Seguindo a ideia de utilização do que o ambiente oferece, apresentamos uma estratégia experimentada no grupo terapêutico que traremos como exemplo neste trabalho. Em uma das sessões, propusemos que cada pessoa apresentasse seu ambiente para o grupo, caminhando por ele com seu notebook, tablet ou celular. O objetivo foi construir conexões, estreitar vínculos entre participantes e reforçar a segurança e confiança no sigilo, uma vez que as participantes estavam acostumadas a encontros presenciais até eclodir a pandemia por Covid-19. Assim, foi dada a seguinte consigna:

Mostre onde você faz a sessão, apresente os cantinhos e objetos que você mais habita e/ou utiliza, mostre se tem portas ou janelas e, se possível, não se acanhe pela possível bagunça. Façamos um pacto: eu mostro minha bagunça e você mostra a sua.

Ao mesmo tempo em que o ambiente era explorado, cada pessoa era estimulada a se sentir de fato entrando no mundo do outro, experimentando cada cantinho, cama, porta, travesseiro etc., deixando-se afetar e atrair pelos elementos presentes no ambiente do outro. Exemplo: uma das pessoas deste grupo faz a sessão de dentro de seu carro na garagem do condomínio. Ela, então, mostrou seu carro, a cadeirinha do filho, brinquedos, pastas etc. E em outros momentos, quando uma pessoa fazia a sessão de um novo ambiente, era convidada a apresentar o novo ambiente para o grupo também. Segue o breve relato do aquecimento da sessão citada como exemplo:

Relato 1: ambientação on-line (o aquecimento pelo ambiente)

Na sessão estavam presentes todas as participantes. Uma delas estava na casa dos pais, em uma cidade do interior, e começou mostrando como o ambiente onde ela estava era diferente naquele dia. As colegas fizeram algumas perguntas, brincadeiras, num clima bem descontraído. Sugeri que todas segurassem seu dispositivo (tablet, celular, notebook) e, uma por vez, mostrassem seu ambiente, apresentassem objetos ou cantinhos que consideravam importantes, ao mesmo tempo em que as demais ficariam atentas a cada detalhe apresentado, sentindo-se como quem de fato entra na vida e no ambiente da outra, observando as próprias sensações nessa viagem.

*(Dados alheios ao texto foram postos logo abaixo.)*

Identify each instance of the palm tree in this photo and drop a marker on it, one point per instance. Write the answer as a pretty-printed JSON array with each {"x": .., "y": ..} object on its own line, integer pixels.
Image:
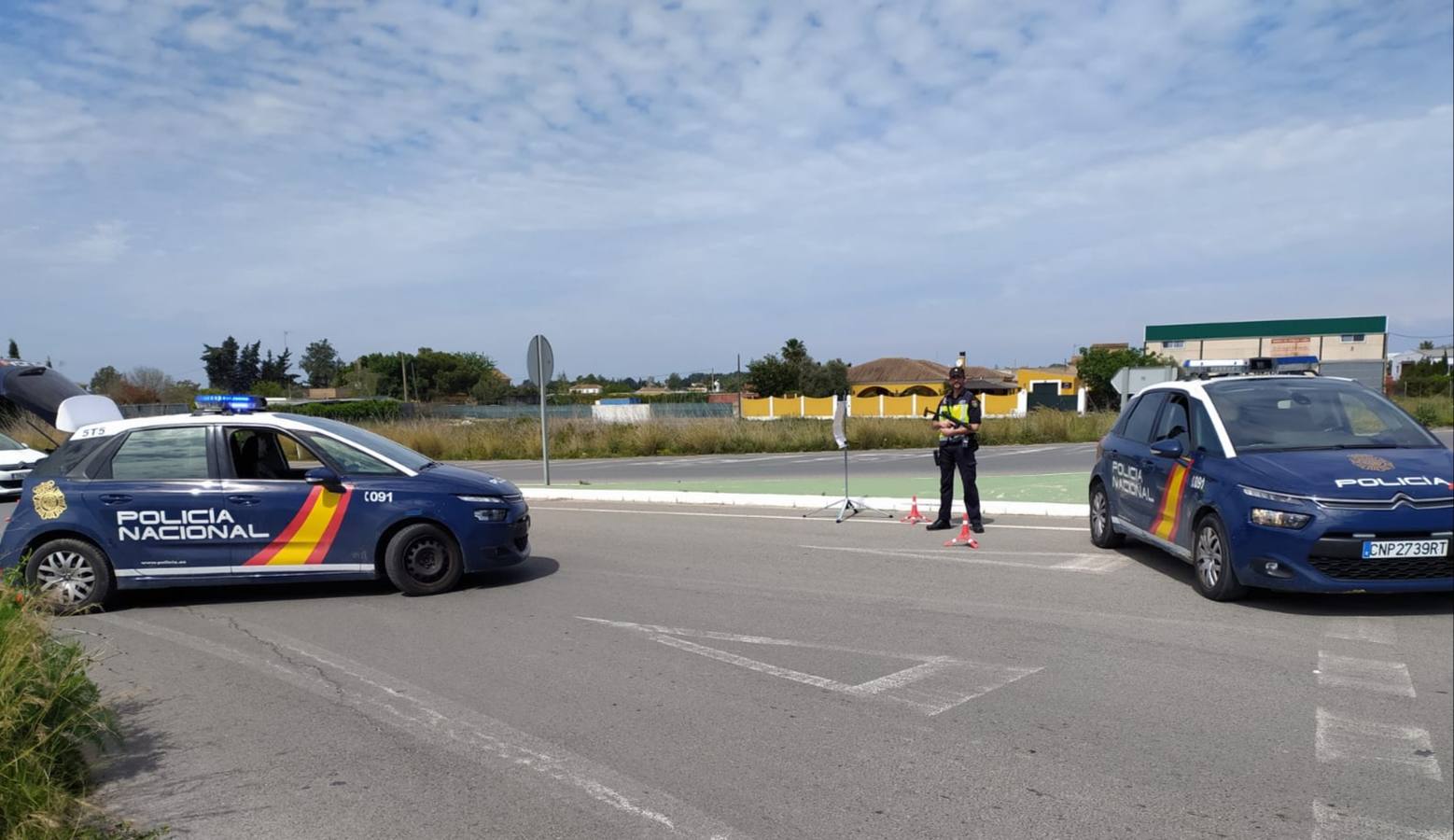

Em seguida, propusemos que as participantes observassem se algo em algum dos ambientes visitados provocou afetação, curiosidade ou alguma emoção diferenciada. Assim, cada pessoa falou qual elemento que lhe chamou a atenção num ambiente que não era o seu próprio, que foram: uma janela voltada para a rua, o banheiro de uma suíte, um violão e uma pasta de documentos dentro do carro de uma participante. Cada pessoa foi aquecida e entrevistada no papel do objeto escolhido. A participante Valéria (nome fictício) estava com um bebê, seu primeiro filho, enfrentando dificuldades anteriores à maternidade para conquistar sua independência financeira e emocional, julgando-se incapaz e insegura. Essa pessoa escolheu a pasta de documentos do carro de outra participante como elemento que mais a afetou. Segue trecho da entrevista de Valéria no papel da Pasta de documentos:

Terapeuta: Olá, pasta de documentos, me fale um pouquinho sobre você. Como você é?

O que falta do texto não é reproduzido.